Newspaper Rainbow Series     4th September 2021     Save    

Context: In the light of recent latest quarterly GDP growth numbers suggesting 20% growth from last year, the distribution of income and therefore the pattern of economic growth have become a matter of even greater than usual concern.

Positive growth trends

  • Impressive exports growth: Which in April-August was a spectacular 67 per cent. Unlike GDP, exports have grown also when compared to a year earlier, by a reassuring 23 per cent.
    • Some of this growth comes from the resurgence in global economic activity, and the effect of a commodity price boom.

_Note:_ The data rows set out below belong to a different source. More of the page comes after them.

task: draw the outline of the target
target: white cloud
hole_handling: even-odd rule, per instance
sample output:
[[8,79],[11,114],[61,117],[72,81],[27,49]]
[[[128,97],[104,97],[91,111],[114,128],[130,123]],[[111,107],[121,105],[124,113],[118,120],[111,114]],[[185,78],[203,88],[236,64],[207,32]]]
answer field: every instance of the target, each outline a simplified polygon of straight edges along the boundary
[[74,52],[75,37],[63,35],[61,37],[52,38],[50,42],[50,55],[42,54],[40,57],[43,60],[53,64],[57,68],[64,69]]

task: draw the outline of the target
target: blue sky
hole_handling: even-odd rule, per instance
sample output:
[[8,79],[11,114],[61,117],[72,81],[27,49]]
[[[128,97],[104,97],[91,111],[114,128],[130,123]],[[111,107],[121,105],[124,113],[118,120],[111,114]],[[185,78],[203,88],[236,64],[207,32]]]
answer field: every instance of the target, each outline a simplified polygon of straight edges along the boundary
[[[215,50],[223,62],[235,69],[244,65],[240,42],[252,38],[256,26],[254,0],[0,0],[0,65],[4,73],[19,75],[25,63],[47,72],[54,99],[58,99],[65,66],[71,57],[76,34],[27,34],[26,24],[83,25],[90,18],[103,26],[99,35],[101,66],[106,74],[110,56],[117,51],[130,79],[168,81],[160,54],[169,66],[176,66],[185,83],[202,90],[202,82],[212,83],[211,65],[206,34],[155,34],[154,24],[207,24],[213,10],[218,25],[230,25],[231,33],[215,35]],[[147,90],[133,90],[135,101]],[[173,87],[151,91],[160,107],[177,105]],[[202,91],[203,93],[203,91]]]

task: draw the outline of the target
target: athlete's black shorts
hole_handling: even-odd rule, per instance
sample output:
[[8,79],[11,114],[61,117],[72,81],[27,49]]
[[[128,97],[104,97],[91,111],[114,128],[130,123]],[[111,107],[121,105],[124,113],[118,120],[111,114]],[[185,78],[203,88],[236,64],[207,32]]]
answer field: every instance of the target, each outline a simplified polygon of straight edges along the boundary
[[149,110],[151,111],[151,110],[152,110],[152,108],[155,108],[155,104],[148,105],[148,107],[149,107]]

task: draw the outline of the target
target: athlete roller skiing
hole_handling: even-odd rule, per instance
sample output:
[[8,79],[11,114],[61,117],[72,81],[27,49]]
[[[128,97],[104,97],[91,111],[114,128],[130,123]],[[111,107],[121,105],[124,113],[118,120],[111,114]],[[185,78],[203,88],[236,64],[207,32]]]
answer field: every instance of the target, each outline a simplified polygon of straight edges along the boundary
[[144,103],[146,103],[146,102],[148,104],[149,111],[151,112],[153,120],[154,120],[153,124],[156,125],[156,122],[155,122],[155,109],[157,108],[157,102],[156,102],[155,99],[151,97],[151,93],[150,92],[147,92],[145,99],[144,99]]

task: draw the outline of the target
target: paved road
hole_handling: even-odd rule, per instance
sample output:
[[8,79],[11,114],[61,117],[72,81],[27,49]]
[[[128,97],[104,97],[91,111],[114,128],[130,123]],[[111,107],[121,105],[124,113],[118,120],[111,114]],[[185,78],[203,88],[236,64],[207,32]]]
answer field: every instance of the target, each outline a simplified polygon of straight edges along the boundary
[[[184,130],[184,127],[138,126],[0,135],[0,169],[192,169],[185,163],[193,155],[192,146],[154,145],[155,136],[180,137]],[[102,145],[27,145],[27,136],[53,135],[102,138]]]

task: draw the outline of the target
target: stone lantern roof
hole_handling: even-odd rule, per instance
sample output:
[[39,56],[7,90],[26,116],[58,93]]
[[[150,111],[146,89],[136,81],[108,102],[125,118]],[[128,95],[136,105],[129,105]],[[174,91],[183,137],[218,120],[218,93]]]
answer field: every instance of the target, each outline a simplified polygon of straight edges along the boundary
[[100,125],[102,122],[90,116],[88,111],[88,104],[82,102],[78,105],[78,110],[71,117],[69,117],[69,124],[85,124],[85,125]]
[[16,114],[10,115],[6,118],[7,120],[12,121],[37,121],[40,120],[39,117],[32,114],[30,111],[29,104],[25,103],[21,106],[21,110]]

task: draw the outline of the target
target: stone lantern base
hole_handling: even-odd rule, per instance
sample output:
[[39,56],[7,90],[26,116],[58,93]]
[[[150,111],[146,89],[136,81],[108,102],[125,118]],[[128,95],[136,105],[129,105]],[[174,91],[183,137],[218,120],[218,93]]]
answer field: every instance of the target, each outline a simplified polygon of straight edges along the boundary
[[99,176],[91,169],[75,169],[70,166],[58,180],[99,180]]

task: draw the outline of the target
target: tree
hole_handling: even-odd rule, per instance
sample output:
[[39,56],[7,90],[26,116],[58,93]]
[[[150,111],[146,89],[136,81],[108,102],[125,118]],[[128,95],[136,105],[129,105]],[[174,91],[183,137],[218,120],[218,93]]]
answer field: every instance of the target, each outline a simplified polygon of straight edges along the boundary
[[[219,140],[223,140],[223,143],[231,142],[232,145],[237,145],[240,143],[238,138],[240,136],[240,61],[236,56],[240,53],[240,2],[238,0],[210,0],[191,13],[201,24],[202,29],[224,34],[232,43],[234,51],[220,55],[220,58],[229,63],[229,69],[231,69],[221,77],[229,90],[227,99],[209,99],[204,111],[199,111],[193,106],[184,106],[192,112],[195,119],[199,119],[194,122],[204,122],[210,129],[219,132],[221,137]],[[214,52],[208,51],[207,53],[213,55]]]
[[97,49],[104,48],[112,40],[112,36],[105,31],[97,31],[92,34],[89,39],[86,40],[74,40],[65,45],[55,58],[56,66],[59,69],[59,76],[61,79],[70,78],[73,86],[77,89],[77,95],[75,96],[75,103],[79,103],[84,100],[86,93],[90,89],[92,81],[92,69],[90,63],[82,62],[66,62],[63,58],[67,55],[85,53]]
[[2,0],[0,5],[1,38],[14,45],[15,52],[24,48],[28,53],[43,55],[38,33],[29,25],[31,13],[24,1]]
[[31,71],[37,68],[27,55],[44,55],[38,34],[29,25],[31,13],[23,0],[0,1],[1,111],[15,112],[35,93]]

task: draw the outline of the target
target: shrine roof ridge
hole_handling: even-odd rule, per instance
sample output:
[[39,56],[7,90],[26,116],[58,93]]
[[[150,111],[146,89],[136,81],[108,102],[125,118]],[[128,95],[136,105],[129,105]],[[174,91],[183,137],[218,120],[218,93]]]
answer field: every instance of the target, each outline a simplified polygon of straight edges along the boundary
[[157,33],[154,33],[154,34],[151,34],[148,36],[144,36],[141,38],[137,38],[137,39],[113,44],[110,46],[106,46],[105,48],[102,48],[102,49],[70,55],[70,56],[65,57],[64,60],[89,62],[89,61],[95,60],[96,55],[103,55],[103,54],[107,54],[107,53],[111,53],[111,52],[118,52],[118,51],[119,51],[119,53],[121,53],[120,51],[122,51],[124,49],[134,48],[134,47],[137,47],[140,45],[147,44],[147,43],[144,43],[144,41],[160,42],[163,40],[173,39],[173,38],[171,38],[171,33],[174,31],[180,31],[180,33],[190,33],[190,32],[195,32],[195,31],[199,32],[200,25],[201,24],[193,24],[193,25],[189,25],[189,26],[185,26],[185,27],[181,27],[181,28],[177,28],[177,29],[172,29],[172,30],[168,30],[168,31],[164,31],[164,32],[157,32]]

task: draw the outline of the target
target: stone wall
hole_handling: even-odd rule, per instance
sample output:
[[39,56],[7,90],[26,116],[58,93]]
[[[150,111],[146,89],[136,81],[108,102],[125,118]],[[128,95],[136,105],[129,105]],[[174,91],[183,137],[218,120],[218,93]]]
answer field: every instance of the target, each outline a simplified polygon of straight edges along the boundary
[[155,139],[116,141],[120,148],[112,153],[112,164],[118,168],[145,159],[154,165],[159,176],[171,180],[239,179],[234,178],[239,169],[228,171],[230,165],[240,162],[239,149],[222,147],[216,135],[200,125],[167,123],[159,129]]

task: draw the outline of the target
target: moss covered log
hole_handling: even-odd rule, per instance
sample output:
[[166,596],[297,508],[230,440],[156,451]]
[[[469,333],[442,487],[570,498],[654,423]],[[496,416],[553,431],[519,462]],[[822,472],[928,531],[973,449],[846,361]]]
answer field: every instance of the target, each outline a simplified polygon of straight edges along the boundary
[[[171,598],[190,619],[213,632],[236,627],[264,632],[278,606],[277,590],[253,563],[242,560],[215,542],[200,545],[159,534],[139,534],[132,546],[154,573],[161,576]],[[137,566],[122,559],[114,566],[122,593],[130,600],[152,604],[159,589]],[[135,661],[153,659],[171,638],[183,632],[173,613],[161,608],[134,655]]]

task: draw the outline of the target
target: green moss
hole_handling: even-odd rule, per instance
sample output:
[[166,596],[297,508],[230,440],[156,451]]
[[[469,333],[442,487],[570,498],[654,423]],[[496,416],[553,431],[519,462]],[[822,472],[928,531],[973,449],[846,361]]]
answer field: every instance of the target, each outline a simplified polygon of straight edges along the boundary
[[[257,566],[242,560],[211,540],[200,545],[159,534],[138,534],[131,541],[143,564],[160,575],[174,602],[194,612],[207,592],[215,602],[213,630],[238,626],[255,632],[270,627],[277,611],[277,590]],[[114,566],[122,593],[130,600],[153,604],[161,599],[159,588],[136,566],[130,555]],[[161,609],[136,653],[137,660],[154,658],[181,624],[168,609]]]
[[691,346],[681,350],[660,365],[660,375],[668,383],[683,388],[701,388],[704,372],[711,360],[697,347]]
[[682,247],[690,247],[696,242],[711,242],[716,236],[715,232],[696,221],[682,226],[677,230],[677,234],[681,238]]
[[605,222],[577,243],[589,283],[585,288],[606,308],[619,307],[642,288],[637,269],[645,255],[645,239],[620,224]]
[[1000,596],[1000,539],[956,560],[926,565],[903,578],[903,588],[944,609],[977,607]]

Concerns underlying the economic growth: Due to decrease in consumer demand denoted by following parameters - 

  • Falling private consumption: Private consumption in April-June this year was lower than four years earlier, i.e. in 2017-18. Reasons – 
    • Introduction of goods and services tax, which, it is generally acknowledged, disrupted large swathes of employment-intensive small and medium enterprises.
    • The nationwide lockdown towards the end of 2019-20 caused large-scale unemployment and reverse migration from urban to rural areas.
  • Rising inequality: A Pew survey’s findings, reported in March, that the numbers in India’s middle class have shrunk by as much as a third, with 32 million slipping into the lower-income category while 35 million have slipped from that category to join the ranks of the poor, whose numbers have therefore swelled.
    • It is not enough to focus on GDP — although that one number, reduced to a per head basis, remains the primary indicator of well-being because it is almost always positively correlated with standards of living and the indicators of health and education.
  • Rising unemployment: Economic performance too gets affected if large numbers are out of work, or at such low levels of income as to force under-consumption. Both affect aggregate demand, restrain capital investment, and therefore reduce the economy’s growth potential.

Conclusion: Henry Ford could see in 1914 that paying his workers better would lay the groundwork for boosting consumer demand. That is what the government should be trying to engineer today, along with a lowering of the currently high levels of unemployment.